XxDnDLvRxX, amiright |
I didn't even read Session Minus-1 before I wrote this, so I hope it's not in a totally different format. But it probably is. Oh well, it's free and you get what you pay for!
YOUR FIRST ADVENTURE SESSION
So you have your people lined up and you meet for the first session. I will call it Session Zero because it happens before the proper campaign starts.
1. Have the people meet each other or if you have met before, have a little table conversation. Bust out the snacks.
2. Give them the elevator pitch for the campaign, whether they have heard it before or not. This will focus the next part of the event. It helps the players but it also helps you.
In my opinion the most important distinction between players is that some of them are content to tour your adventures and hang out and have fun, while other players want to direct the action and take some measure of control over their character's life and the world around him.
These are both perfectly appropriate strategies to have fun playing D&D.
There are many other ways to divide up groups of players or recognize distinctions, but to me this is the most important one.
3. Invite everyone to help decide what kind of campaign they want. See if everyone can agree if they haven't before. At this point you can start to get a feeling about which players will be more active and self-directed.
4. Then everyone can talk about the races and classes they want to play and figure out how to get the bases covered. Once you all know what the thrust of the adventures will be about, it will be easier to know what kinds of characters will be most useful.
5. Depending on the system you are using, character creation can take ten minutes or two hours. Not everyone has a book. Not everyone can settle on one idea or another. Do it together and support each other. Make sure the players who get done faster are engaged with the players who are a little more methodical.
6. One specific thing I am going to try to do going forward is insist that the players establish that each character knows at least one other character and the nature of that relationship, such that every character is at least an acquaintance-of-an-acquaintance of each other one. Consider it a string of connections in a way that connects them all even if any particular one is once or twice removed from another particular one.
7. At the tail end of the character creation, do hirelings and pets if they want to. Give them a chance to do shopping.
8. Then do a little five-room dungeon so they can get the first taste of working in a group and fighting and finding treasure. I do a little temple with a patrol, a straight fight, a clue, a puzzle a boss fight, and a bonus fight for better treasure if they figure out the clues and puzzles.

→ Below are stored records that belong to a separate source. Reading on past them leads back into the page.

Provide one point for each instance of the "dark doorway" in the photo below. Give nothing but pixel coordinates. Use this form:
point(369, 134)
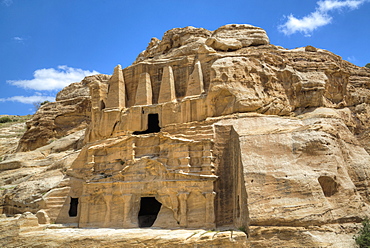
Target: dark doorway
point(73, 207)
point(153, 125)
point(149, 209)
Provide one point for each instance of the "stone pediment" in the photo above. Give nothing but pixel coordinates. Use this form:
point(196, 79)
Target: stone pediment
point(145, 169)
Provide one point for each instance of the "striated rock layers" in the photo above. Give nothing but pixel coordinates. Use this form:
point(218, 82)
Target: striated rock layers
point(215, 130)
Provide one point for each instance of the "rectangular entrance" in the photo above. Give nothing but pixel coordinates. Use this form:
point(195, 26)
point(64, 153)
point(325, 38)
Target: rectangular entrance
point(149, 209)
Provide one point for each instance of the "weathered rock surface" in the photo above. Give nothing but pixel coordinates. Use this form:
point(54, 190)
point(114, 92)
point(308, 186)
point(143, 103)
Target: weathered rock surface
point(295, 121)
point(70, 113)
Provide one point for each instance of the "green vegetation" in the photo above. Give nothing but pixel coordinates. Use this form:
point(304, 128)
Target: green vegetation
point(363, 237)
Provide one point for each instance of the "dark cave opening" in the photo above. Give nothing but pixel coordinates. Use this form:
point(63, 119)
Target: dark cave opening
point(149, 209)
point(73, 207)
point(153, 125)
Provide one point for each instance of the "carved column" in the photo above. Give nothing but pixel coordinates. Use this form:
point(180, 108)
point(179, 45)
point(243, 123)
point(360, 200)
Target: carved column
point(207, 159)
point(210, 209)
point(182, 154)
point(127, 210)
point(183, 216)
point(108, 203)
point(83, 212)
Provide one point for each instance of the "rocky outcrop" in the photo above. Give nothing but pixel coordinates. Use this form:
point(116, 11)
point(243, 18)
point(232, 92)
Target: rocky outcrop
point(221, 128)
point(54, 120)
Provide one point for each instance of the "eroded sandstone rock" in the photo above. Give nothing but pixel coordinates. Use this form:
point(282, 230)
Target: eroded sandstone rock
point(217, 129)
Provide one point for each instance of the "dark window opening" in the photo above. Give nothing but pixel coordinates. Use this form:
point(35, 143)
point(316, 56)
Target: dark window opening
point(73, 207)
point(102, 105)
point(149, 209)
point(153, 125)
point(238, 208)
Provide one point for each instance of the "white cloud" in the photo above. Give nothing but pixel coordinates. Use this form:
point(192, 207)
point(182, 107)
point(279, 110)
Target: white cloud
point(7, 2)
point(320, 17)
point(53, 79)
point(18, 38)
point(28, 99)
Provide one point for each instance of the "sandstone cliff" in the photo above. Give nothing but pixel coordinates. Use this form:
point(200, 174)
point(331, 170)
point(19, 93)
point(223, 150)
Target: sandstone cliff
point(296, 121)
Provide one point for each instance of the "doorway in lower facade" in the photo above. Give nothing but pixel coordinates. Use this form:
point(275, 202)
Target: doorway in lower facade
point(149, 209)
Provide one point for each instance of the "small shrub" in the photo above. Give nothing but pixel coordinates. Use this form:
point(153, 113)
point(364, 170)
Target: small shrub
point(5, 119)
point(363, 237)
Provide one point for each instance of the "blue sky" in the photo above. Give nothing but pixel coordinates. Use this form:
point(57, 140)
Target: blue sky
point(47, 44)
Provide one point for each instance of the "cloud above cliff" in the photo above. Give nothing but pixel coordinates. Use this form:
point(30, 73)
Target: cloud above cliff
point(53, 79)
point(320, 17)
point(7, 2)
point(28, 99)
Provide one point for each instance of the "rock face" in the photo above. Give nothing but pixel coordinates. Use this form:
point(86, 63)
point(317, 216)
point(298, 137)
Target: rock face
point(212, 129)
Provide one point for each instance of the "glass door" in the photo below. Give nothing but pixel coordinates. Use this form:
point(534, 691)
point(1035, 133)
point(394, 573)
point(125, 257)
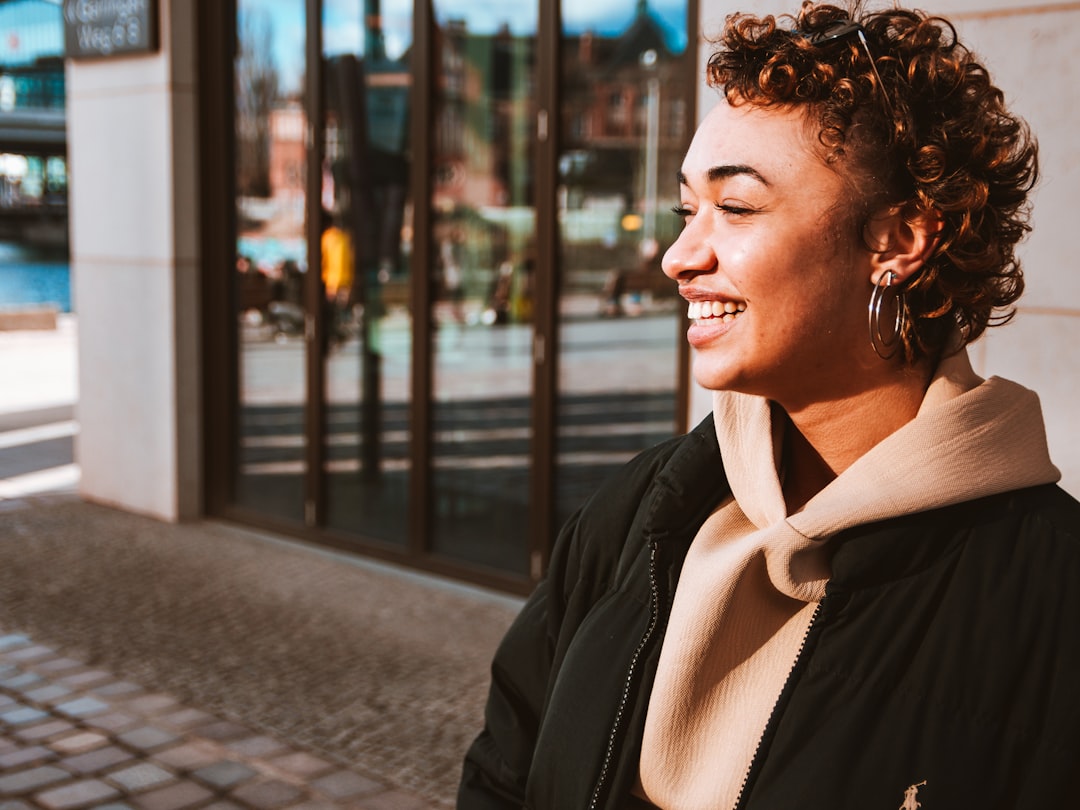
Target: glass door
point(366, 253)
point(270, 126)
point(483, 215)
point(437, 320)
point(625, 100)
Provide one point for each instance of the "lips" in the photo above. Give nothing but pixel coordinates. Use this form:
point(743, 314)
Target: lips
point(726, 311)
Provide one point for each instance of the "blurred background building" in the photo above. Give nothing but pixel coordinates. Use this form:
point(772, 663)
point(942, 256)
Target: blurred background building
point(383, 274)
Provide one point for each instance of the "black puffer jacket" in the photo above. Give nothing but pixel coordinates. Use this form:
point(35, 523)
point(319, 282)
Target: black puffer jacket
point(942, 667)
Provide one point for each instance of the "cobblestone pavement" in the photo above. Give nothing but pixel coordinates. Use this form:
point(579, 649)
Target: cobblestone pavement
point(202, 665)
point(72, 736)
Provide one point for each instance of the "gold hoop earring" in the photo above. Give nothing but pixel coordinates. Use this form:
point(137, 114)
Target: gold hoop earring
point(887, 347)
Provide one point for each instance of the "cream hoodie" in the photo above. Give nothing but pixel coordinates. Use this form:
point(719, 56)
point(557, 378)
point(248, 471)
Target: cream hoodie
point(754, 574)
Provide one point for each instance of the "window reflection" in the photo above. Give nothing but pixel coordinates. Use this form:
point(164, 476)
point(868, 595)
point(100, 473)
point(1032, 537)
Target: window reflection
point(623, 134)
point(271, 255)
point(366, 244)
point(483, 226)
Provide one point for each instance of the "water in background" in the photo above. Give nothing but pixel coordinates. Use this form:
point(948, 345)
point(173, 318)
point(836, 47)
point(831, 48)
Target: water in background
point(31, 277)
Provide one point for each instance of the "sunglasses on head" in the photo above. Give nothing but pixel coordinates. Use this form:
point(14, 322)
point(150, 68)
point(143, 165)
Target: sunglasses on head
point(837, 31)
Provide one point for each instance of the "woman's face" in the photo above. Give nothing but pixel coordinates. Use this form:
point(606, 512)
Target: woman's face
point(769, 259)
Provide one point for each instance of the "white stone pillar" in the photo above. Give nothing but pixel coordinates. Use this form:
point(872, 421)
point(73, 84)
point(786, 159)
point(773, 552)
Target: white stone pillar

Every time I run it for new people it goes a little different so I stay engaged as well.
9. Then after that tell them hooks. Rumors or someone running in with a message or a bulletin board in the middle of town where people post bills to each other.
Then you're done with the adventure for the night.
10. Then make them well aware that email and texting are not required but very welcome. There are in-game elements that can and will happen that can be handled away from the table. Technology is awesome for making more table time magically appear when you least expect it.